5. How are you responding to market issues?
To satisfy such needs for a system, OPUS Container provides an integrated Single View that realizes Single Instance for liners. For this purpose, the software not only integrates and standardizes various data generated from worldwide offices, but also structuralizes it in the way of reflecting tasks specific to different regions. In the past, software just presented a view of an entire route plan or transshipment sector, whereas the current CyberLogitec links system segmented data in a logical way to Single View by applying the concepts of navigation sector, load, and link.

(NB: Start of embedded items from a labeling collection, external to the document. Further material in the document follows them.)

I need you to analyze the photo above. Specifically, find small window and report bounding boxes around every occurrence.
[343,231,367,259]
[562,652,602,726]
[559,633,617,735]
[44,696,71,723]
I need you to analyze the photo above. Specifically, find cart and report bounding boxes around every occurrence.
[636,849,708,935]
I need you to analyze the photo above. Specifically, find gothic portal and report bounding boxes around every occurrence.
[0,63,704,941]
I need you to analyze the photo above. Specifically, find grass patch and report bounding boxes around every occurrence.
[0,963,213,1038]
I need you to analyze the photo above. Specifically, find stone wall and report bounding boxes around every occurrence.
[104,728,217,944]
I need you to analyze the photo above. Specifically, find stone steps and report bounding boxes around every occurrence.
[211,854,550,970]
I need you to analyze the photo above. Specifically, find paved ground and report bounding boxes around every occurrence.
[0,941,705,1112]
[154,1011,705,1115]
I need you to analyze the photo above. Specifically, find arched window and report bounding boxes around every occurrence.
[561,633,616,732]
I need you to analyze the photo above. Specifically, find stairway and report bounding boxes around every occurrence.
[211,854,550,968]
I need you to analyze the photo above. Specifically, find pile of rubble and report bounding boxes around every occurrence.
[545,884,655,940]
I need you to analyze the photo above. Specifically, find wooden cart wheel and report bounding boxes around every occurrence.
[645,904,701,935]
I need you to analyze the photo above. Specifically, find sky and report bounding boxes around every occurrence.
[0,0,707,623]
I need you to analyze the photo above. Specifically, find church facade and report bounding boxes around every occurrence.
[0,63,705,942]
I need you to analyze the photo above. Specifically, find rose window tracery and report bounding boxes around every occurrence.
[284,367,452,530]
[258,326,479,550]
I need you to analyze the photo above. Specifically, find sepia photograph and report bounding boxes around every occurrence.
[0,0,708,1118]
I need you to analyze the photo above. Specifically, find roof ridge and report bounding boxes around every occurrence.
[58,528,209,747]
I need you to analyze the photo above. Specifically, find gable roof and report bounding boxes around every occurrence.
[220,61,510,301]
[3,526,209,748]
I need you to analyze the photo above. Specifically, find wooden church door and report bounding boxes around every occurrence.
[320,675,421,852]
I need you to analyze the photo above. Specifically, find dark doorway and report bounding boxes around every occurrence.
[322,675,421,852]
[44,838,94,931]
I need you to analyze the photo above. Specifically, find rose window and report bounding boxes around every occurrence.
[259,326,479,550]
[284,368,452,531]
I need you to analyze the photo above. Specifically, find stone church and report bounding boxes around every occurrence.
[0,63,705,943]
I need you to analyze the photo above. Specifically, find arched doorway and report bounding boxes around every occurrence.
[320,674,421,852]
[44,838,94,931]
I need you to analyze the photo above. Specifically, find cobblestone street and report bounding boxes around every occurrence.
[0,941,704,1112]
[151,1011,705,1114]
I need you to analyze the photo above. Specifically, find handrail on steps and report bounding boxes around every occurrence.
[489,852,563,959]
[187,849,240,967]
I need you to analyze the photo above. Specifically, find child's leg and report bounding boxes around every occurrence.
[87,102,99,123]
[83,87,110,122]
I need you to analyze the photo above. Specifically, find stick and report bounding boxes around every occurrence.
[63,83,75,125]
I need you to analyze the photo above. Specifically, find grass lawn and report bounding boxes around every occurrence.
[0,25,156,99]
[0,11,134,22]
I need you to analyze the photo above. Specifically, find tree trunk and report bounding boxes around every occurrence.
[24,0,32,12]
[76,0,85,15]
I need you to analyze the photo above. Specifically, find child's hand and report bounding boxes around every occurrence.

To be specific, a booking clerk, who receives data from a shipper based on a product catalogue, does so in such a way that the person analyzes the current operation data and the past operation performance and cost to come up with sector-specific data before he or she recombines them. At this juncture, as the software enables it to figure out at a glance a lot of data including route data, route-specific cost, total transit time, and space and equipment available for different routes, it allows improvement of a clerk’s work and effective cost control.
Currently, we are drawing attention from major liners as we supply a liner operating system equipped with such features to liners in Asia such as Heung-A Shipping and Kambara Kisen, and we are taking advantage of that to expand our global network.
6. Looking ahead, what is the operational goal for CBU?
In airline industry, there’s a system provider called Amadeus, whose system is used by most airliners. CBU aims to become an Amadeus-like service provider for the shipping industry. As it has been developed and advanced to a considerable extent through its longtime experience, OPUS Container has reached a stage where it is not easy for any company to imitate it. By reflecting in the solution customer feedback for additional improvements, we will continue to upgrade it and promote it to liners.
Container business has continuously grown for last four years in a row, but what should be more important than its erstwhile achievement is to identify its future growth engine. As when riding a bike, if you do not keep pedaling away, you cannot move forward and must stop.
Also, we’d like to create a corporate culture that ensures a happy work place for individual employees and see that the company will thereby register continued growth. I think that happiness for individual employees of the unit is as important as the growth for the company. So, we are working to create a harmonious workplace where all employees feel happy at work.